Je ne me considère pas comme tel et je ne suis pas vraiment un scientifique. Je ne collecte que des anecdotes, ce qui, à mes yeux, ne fait pas de moi un chercheur. Ainsi, mes patients ne me perçoivent pas comme un scientifique, mais plus simplement comme leur médecin. De ce fait, je n’ai pas l’impression qu’ils ne veulent pas se confier. Bien sûr, il m’est difficile de savoir si on ne me dit pas tout.
4. Depuis que vous vous intéressez à ce phénomène, avez-vous observé une évolution dans les mentalités au sujet des EMI ? Se confie-t-on maintenant plus facilement ou non ?

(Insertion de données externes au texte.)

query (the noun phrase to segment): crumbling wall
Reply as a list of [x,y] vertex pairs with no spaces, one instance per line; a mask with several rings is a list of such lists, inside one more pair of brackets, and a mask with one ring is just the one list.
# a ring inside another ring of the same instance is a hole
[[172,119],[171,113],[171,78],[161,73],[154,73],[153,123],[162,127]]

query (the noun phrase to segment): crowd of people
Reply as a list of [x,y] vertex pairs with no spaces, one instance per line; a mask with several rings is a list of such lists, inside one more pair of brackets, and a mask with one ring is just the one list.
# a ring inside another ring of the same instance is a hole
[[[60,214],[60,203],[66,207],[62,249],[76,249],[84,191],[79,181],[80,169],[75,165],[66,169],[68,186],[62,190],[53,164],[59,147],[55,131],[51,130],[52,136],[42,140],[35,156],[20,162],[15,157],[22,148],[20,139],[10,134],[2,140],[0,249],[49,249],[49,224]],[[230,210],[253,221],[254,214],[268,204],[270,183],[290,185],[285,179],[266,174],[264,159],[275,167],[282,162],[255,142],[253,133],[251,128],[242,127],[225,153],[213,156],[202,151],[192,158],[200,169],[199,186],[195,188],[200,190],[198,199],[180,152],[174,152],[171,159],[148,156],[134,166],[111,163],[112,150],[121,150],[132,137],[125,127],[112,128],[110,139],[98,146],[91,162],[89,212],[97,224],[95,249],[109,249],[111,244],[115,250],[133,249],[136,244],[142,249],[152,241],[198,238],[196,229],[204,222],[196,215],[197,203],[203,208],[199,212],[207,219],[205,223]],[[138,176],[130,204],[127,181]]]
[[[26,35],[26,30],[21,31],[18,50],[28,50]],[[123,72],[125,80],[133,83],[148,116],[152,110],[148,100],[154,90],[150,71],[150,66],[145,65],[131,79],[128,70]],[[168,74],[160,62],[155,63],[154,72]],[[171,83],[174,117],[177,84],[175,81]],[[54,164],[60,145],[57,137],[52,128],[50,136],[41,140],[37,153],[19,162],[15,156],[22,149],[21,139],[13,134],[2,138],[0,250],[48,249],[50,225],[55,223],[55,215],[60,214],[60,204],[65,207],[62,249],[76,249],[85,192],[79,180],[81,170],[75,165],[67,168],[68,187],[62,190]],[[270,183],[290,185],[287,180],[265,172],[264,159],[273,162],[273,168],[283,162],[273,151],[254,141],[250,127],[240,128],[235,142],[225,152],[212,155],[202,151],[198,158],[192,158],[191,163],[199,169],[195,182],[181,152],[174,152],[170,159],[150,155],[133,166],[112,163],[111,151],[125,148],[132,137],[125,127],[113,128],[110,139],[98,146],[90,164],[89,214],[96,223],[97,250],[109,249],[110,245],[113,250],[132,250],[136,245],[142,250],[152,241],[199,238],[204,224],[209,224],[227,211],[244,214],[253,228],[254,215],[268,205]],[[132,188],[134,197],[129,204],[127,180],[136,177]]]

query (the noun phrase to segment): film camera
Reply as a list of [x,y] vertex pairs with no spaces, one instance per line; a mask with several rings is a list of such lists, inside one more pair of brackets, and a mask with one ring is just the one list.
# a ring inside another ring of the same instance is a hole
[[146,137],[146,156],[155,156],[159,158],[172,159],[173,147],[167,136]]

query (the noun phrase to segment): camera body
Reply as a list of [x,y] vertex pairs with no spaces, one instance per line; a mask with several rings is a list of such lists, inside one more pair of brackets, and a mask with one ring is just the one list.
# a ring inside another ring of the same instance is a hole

Il m’est difficile de donner un avis objectif sur cette question, car je ne travaille activement sur ce sujet que depuis huit ans. Durant cette période, peu de choses ont changé. Mais, de manière générale, on peut tout de même observer une plus grande ouverture d’esprit ainsi qu’un accroissement des connaissances à ce sujet. Les jeunes générations se montrent également plus ouvertes.
5. Est-ce que connaître les EMI a changé quelque chose dans votre vision de la vie ou de la mort ?
Au fond, pas tant que ça, car connaître les EMI n’a pas changé la vision que j’avais déjà de la vie et de la mort, de par mes convictions et mes valeurs.
6. Que voudriez-vous dire à des gens qui ne croient pas à l’existence des EMI ?
En fait, je ne chercherais pas à les convaincre, car cela ne sert à rien d’avoir un débat sur l’existence ou non des EMI avec des gens qui de toute manière ne croient pas en l’au-delà. La plupart des gens qui connaissent vraiment ce phénomène ne le mettent pas en doute. Le débat porte davantage sur la manière d’interpréter cette expérience et de savoir qui est habilité le faire. J'ai très tôt pu observer que lorsque le débat porte sur la question de savoir si les EMI sont une preuve ou non de la vie après la mort, la discussion est infructueuse si les deux interlocuteurs sont fermement convaincus de leur point de vue.